Not stated in today’s article but is in the app, is the treatment for Vtach or atrial fibrillation. The key is to NOT use calcium channel blockers but to treat with amiodarone 5 mg/kg.
Finally, if the patient goes into a cardiac arrest, the app will help once again. Go to the cardiac arrest event tab and contact both the PICU and ECMO team (if available) using the phone numbers in your prepopulated phone call list.
Once stable, if you haven’t done it already call the MH hot line. They will give you instructions for the patient’s disposition, how to watch for recrudescence, how to continue dantrolene after the initial event, etc. The hotline will also give instructions for genetic testing for the patient and family, genetic and neurology follow up and testing, and entry into the registry. It is beyond the scope of the PAAD to go into the follow up in detail, however, in our (HR, TP) opinion it is time to broaden our perspective on the MH syndrome to regard the problem as not unique to anesthesiology and surgery.

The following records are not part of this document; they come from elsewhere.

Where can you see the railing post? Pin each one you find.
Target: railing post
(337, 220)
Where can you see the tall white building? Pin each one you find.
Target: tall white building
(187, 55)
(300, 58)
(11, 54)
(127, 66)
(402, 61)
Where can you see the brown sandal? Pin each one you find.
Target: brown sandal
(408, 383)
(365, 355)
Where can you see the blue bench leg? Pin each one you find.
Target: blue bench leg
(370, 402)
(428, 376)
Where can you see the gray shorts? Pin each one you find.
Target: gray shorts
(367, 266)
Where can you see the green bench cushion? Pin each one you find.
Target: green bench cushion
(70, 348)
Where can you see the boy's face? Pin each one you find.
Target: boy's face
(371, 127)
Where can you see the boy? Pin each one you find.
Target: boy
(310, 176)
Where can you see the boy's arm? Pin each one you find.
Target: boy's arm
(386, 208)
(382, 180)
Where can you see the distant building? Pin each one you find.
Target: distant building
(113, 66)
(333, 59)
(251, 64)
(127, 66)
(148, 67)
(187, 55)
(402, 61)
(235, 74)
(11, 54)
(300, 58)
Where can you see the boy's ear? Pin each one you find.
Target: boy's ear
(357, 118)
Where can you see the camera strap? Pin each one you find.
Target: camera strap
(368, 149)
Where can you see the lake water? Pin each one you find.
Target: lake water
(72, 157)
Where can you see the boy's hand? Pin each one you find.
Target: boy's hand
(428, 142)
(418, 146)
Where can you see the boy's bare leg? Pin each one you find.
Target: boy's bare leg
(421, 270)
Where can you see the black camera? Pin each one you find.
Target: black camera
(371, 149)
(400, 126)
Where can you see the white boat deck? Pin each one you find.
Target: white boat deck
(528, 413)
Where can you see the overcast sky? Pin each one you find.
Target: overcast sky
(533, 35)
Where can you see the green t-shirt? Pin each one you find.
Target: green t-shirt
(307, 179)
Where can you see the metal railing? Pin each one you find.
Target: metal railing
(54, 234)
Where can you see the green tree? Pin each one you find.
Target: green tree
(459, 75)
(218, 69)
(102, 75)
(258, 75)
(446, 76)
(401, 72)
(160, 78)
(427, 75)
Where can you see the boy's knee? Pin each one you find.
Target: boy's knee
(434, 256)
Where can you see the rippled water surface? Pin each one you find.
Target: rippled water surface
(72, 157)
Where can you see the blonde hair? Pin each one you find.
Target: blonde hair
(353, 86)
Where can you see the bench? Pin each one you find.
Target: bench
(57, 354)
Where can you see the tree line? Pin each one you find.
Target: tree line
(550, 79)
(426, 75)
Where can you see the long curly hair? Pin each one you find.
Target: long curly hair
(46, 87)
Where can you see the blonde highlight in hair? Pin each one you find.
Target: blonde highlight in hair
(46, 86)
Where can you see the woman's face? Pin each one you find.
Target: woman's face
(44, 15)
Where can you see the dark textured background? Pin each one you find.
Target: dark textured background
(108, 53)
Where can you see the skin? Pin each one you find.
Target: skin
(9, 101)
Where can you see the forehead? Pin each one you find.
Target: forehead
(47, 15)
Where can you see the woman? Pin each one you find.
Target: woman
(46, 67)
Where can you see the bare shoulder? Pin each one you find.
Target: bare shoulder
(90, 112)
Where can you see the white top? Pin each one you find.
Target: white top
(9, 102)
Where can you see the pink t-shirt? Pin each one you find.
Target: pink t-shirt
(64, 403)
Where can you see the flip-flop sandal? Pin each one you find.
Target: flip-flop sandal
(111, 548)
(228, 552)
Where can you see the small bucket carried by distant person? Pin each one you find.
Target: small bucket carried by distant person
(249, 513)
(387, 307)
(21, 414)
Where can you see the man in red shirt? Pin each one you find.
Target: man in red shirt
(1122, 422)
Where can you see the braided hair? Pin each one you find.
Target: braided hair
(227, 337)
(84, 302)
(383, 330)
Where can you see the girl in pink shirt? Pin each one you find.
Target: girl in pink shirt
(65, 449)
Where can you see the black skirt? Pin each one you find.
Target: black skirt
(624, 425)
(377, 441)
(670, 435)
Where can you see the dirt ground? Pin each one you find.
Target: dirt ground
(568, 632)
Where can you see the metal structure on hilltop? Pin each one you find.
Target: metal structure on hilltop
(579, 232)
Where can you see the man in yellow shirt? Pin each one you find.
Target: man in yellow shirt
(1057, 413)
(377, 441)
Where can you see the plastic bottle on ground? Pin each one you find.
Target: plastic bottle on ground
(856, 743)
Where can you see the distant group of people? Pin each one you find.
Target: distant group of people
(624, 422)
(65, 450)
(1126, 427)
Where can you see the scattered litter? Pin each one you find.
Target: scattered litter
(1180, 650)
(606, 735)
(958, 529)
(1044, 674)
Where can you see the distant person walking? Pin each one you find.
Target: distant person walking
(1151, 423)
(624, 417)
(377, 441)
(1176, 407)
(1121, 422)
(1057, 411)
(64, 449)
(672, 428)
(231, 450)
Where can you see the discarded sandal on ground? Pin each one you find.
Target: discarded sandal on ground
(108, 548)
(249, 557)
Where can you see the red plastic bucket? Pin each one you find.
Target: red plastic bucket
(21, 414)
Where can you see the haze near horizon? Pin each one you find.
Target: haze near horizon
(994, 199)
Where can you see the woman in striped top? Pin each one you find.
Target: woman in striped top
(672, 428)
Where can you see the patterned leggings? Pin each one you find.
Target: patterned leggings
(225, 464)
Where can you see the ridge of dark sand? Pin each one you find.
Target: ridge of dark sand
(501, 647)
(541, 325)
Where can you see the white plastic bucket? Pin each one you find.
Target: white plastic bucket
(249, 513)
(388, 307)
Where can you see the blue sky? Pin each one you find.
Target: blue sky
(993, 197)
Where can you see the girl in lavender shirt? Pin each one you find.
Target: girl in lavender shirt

We need to expand patient care goals beyond the confines of managing the acute MH episode, to include appropriate follow up and assessment of other potentially associated skeletal muscle related conditions. A multidisciplinary approach to the diagnosis, treatment, and genetic counseling for patients and families is of utmost importance. Therefore, we propose the 4 C’s of MH Management:
1. Control the acute syndrome
2. Consult genetic and neurologic colleagues
3. Confirm with genetic testing
4. Communicate the results and plans for care with the patient, family, and other health care providers.
Send your thoughts and comments to Myron who will post in a Friday reader response.
PS: The MH hotline is sponsored and run by MHAUS(mhaus.org). This is an independent patient advocacy organization formed in 1981 and is funded mainly through donations and advertising. Please consider donating to keep it going.
References
1. Pinyavat T, Rosenberg H, Wong CA, Belani KG. The Story Behind the MH Hotline. ASA Monitor 2024;88(7):1-8. DOI: 10.1097/01.ASM.0001025836.53424.fe.
2. Clebone A, Strupp KM, Whitney G, et al. Development and Usability Testing of the Society for Pediatric Anesthesia Pedi Crisis Mobile Application. Anesthesia and analgesia 2019;129(6):1635-1644. (In eng). DOI: 10.1213/ane.0000000000003935.